Son yıllarda her geçen gün artan ve önü alınamayan kadın cinayetlerine dikkat çekmek için böyle bir girizgâhta bulundum. Sırf boşanmak istediği için sokak ortasında eşini bıçaklayan, çocuklarının gözü önünde eşini öldüresiye döven, sığındığı baba evine baskın yapıp katliam yapan erkeklerin yaşadığı bir toplumda kadınlar olarak nefes almaya çalışıyoruz.

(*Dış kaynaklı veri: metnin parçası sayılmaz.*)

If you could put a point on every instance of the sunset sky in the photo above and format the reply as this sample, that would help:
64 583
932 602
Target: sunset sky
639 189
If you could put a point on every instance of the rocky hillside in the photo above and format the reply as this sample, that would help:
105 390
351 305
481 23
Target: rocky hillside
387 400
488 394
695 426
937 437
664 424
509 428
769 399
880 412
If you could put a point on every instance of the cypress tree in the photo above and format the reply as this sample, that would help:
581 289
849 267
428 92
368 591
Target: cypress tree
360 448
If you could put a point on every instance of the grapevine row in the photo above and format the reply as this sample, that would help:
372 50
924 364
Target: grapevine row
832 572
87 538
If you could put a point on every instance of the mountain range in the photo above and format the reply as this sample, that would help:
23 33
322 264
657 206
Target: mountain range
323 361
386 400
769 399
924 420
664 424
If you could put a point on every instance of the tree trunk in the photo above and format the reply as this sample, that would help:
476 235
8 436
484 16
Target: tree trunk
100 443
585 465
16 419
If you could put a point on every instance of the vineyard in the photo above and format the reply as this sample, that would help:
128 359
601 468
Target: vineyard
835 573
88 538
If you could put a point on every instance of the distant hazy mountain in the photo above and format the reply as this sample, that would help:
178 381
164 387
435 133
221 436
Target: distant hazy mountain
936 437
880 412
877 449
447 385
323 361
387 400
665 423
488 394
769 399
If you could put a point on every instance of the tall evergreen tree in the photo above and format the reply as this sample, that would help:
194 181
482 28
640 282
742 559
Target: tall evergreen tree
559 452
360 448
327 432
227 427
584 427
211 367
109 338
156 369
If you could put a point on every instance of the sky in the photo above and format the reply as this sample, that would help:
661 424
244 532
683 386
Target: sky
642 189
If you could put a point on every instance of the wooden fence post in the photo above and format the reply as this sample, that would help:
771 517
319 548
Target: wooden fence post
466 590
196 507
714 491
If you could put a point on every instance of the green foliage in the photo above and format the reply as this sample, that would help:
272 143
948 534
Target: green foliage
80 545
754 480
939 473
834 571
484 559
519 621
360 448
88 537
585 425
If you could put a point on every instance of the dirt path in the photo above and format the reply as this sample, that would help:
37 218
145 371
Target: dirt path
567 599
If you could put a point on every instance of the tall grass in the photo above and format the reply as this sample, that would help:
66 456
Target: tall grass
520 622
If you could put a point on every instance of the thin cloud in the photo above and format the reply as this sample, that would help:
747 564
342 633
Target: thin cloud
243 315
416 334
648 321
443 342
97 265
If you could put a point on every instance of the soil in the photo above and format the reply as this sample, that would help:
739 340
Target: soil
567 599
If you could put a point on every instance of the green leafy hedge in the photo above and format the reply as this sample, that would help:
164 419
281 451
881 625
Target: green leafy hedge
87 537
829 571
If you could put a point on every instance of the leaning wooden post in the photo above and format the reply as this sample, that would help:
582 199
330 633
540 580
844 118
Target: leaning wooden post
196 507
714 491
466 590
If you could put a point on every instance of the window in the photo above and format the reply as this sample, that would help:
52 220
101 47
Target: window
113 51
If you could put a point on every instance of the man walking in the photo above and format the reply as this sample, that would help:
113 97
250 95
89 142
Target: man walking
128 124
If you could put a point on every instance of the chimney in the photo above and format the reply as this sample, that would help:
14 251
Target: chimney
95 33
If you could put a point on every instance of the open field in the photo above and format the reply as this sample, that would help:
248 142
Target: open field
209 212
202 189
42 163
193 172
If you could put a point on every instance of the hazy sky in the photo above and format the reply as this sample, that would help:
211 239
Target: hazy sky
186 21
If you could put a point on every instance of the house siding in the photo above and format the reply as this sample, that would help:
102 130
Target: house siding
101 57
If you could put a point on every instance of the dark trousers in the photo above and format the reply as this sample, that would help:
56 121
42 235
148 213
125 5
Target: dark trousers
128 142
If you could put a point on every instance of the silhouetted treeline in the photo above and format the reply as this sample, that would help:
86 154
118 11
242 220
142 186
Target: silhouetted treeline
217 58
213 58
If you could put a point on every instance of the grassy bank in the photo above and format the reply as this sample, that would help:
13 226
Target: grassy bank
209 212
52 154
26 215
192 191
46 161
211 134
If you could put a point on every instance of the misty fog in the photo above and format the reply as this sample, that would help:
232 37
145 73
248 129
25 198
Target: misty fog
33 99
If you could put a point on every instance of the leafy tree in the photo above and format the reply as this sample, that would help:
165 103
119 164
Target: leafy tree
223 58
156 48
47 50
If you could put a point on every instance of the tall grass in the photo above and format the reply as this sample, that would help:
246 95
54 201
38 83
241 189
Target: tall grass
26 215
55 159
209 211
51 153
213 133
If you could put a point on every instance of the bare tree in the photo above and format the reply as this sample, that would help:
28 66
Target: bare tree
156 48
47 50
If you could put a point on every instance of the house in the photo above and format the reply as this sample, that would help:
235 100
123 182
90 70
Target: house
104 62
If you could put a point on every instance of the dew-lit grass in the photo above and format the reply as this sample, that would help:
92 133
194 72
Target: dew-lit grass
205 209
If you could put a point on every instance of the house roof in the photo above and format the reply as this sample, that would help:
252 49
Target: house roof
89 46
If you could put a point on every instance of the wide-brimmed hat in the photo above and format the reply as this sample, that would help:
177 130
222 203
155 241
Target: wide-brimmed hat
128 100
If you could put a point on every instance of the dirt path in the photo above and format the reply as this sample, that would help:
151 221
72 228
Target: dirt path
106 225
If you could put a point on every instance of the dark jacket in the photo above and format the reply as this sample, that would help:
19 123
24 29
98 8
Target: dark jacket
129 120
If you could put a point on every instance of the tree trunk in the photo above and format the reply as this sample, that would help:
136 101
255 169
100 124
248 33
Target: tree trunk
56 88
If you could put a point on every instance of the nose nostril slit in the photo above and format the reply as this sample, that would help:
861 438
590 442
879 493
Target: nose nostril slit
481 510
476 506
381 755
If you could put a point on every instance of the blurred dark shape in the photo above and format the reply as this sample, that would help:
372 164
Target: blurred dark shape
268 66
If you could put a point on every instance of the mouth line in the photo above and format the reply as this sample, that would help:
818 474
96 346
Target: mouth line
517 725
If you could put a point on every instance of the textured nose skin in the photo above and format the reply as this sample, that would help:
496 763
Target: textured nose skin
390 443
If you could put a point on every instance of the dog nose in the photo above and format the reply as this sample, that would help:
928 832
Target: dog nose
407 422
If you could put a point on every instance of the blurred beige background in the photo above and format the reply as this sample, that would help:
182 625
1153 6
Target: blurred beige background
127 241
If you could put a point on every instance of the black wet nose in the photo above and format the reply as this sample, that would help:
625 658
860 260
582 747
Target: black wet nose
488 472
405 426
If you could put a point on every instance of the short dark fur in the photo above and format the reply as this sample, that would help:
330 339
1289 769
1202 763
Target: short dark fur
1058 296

Sahi ne oldu bizim kavvam olan erkeklerimize? Hani mahallede bir vukuat çıkmasın diye sabaha kadar nöbet tutan, mahallenin kızlarına bacı gözüyle bakan, komşu çocuğunu kendi çocuğu gibi koruyup kollayan, karısının saçının teline zarar gelmesin diye kılı kırk yaran erkeklerimiz? Hani kadını emanet belleyen, dahası Allah'ın emaneti olarak üzerine titreyen, kırılıverecek bir kristali taşıyor gibi tetikte yaşayan erkeklerimiz? Nereye gittiler bilen var mı? Söyler misiniz kadını koruyup kollasın diye evlenilen erkekler, kadını kimlere karşı koruyup kollayacak? Evlenirken severek, aşık olarak evlenen bir kadın neden ısrarla boşanmak istiyor? Neden koşa koşa baba ocağına gidiyor? Neden daha bir yıl geçmeden Aile Mahkemesine başvurarak uzaklaştırma kararı alıyor? Çocuklarımızı oyun parkına yollarken niye kırk kere düşünüp vazgeçiyoruz? Kapımızın önünde oynayan çocuklarımızı neden sürekli kontrol etme gereği hissediyoruz? Çocuklarımızı neden komşuya bırakamıyoruz? Bu sorular sonsuza kadar uzar gider.
Narin olayının gölgesi hâlâ üzerimizdeyken, Fatih'te iki kadını öldürdükten sonra intihar eden genç olayı, kadın cinayetlerinin çözülmesi gereken en mühim sorun olduğunu haykıran olaylardan sadece bir tanesi. Allahu Teala'nın, kavvamlık vazifesini bihakkın yerine getirsin diye fıtratına yerleştirdiği gücü ve kuvveti, kendisine emanet olarak verilen zayıf, zarif, nazik, nazenin bir varlığa zulmederek kullanan, bunu da erkeklik sayan, hayvanlardaki merhametin zerresini taşımayan kişiler toplumdan tecrid edilmeli, yaptıkları yanlarına kalmamalıdır. Iki gün hapse atıp sonra dışarı çıkarma olayı caydırıcı değil özendirici bir cezadır. En kesin çözüm kısasa kısastır. Zira kısasta hayat vardır. Yaptıkları asla yanlarına kalmamalı, aynısıyla cezalandırılmalıdirlar. Yoksa daha nice Narinler, nice Aysenurlar, nice Ikballer kurban verilir.